1. A heat dissipating system, which stores a cooling liquid and dissipates heat generated from a heat element immersed in the cooling liquid, comprising:

a cooling tank for storing the cooling liquid and containing the heat element, wherein the cooling liquid is phase-changed into a working gas due to thermal energy generated by the heat element;

an evaporator installed in the cooling tank for absorbing thermal energy of the working gas;

a condenser uncovered by the cooling tank;

at least one communicating member communicated with the evaporator and the condenser and filled with a coolant, wherein the coolant is heated in the evaporator and flows to the condenser through the communicating member in a gaseous state, and, after being cooled in the condenser, recovers into a liquid state and then returns to the evaporator through the communicating member; and

a first gas driving module for driving air to flow around the condenser.

2. The heat dissipating system according to claim 1, wherein the heat element comprises a circuit module, and the cooling liquid is a dielectric cooling liquid.

3. The heat dissipating system according to claim 1, wherein the at least one communicating member is a heat pipe.

4. The heat dissipating system according to claim 1, further comprising a second gas driving module disposed in the cooling tank to drive the working gas to flow in the cooling tank.
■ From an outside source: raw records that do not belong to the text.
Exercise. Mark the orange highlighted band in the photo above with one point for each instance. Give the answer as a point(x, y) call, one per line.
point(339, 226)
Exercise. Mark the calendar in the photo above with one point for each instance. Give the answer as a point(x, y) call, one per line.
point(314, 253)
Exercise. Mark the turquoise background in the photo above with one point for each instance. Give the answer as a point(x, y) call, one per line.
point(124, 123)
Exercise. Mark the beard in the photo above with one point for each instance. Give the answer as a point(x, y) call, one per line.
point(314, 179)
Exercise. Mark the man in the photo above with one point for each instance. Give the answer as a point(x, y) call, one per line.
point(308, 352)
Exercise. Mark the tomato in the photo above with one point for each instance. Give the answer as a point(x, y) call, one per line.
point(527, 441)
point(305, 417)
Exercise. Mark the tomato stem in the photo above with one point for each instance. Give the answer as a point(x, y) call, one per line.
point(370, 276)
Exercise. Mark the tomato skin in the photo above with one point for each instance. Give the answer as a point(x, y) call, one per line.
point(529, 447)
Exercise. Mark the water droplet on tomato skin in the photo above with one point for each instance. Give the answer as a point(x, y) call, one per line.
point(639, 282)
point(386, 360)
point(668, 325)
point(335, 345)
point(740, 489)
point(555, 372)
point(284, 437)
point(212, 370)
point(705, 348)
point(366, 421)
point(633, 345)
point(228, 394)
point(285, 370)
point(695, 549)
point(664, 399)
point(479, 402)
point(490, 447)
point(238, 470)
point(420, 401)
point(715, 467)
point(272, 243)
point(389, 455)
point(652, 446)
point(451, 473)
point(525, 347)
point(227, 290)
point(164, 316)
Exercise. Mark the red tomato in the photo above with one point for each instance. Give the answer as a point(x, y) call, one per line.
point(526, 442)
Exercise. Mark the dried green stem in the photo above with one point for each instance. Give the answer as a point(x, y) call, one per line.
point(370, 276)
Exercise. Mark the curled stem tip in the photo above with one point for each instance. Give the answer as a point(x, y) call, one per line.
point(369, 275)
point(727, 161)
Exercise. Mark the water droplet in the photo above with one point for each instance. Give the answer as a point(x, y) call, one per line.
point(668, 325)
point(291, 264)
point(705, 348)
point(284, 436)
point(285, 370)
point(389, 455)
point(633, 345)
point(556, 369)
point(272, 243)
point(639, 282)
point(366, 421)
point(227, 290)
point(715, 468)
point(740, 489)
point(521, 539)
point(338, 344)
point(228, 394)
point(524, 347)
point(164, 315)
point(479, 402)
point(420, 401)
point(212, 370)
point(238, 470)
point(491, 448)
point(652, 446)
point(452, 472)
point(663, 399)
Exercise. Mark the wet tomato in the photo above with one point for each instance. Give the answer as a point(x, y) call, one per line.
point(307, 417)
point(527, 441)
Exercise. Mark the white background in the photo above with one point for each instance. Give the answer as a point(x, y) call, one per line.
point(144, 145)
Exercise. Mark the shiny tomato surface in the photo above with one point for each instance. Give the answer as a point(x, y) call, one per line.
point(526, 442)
5. The heat dissipating system according to claim 4, further comprising a temperature sensor for, in accordance with a temperature measured by the temperature sensor, determining whether to turn on the first gas driving module or the second gas driving module, or adjusting a rotation speed of the first gas driving module or the second gas driving module.

6. A heat dissipating system, which stores a cooling liquid and dissipates heat generated from a heat element immersed in the cooling liquid, comprising:

a condenser uncovered by the cooling tank;

a second gas driving module disposed in the cooling tank to drive the working gas to flow in the cooling tank.

7. The heat dissipating system according to claim 6, wherein the heat element comprises a circuit module, and the cooling liquid is a dielectric cooling liquid.

8. The heat dissipating system according to claim 6, wherein the condenser is a heat pipe, which is disposed at a side of the evaporator, extended at outside of the cooling tank and uncovered by the cooling tank, wherein the coolant in the heat pipe is phase-changed into the gaseous state and flows to outside of the cooling tank after absorbing thermal energy from the evaporator, and is phase-changed into the liquid state and flows to a section near the evaporator after dissipating heat energy to air.

9. The heat dissipating system according to claim 6, further comprising a first gas driving module disposed at outside of the cooling tank for driving air to flow around the condenser.

10. The heat dissipating system according to claim 9, further comprising a temperature sensor for, in accordance with a temperature measured by the temperature sensor, determining whether to turn on the first gas driving module or the second gas driving module, or adjusting a rotation speed of the first gas driving module or the second gas driving module.